One of the naysayers accusing the press of fake news even up to the very day of the mad- bomber's arrest, Fox business anchor Lou Dobbs held that when news organizations report the bomb threats, it's their way of diverting attention from the bigger story – the caravan of migrants head to the southern U.S.

border, which he contended is driven by Democrats.

As he tweeted, “Fake News has just successfully changed the narrative from the onslaught of illegal immigrants and broken border security to 'suspicious packages. Let's get back to Left-Wing driven caravans and the Dimms who encourage them.”

Does racism drive this country's great divide?

Another notable Trump supporter who got the story wrong, movie actor James Woods, pooh-poohed the rash of pipe bomb mailings as “an obvious political stunt.” Given Woods' history as a longtime Democrat, the actor's lockstep allegiance to Trump seems off script.
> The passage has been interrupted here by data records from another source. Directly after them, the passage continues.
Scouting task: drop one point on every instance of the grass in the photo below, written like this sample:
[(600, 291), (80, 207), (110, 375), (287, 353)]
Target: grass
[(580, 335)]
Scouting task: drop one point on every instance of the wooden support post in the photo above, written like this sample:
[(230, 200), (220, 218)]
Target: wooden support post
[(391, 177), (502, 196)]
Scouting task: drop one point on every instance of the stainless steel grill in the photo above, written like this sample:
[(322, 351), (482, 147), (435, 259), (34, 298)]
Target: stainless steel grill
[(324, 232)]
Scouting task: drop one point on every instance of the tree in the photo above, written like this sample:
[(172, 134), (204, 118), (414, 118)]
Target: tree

In a tweet last August, he explained his switch in party loyalty saying that he quit the Democrats when Clinton was impeached for lying to Congress about his relationship with Monica Lewinsky and “every Democrat without exception stood behind a convicted perjurer.

That was the end.” One may wonder how Woods reconciles the 5,001 false or misleading claims made by Trump which the Washing Post noted last month.

Making American great again

On second thought, the bigger question that this story raises may be one of racial bias. Coming to mind is Woods tweet in 2013 saying that “Obama was a threat to the integrity and future of the Republic.

My country first.” Isn't that last part code for Trump's Nationalism -- a white-only America? Is Woods, famed for playing bad guys, playacting off screen now?

Going against the waves of grain

Not that Woods is the only movie actor who sounds like a racist. I'm thinking of the All-American hero John Wayne. Last year the Huffington Post cites his answer to a question about discrimination in a 1971 Playboy interview: ”I believe in white supremacy until the blacks are educated to a point of responsibility.

I don’t believe in giving authority and positions of leadership and judgment to irresponsible people.”

How many think like Wayne? Can it be that racism is the American way and the effort to change is going against the grain? If that's even is a little bit true, watch the Amazon series “Man in the High Castle” based on Philip Dick's 1962 novel, which envisions an America that lost WWII to the Nazis and Japanese and Nationalism and racial purity are the rules of law.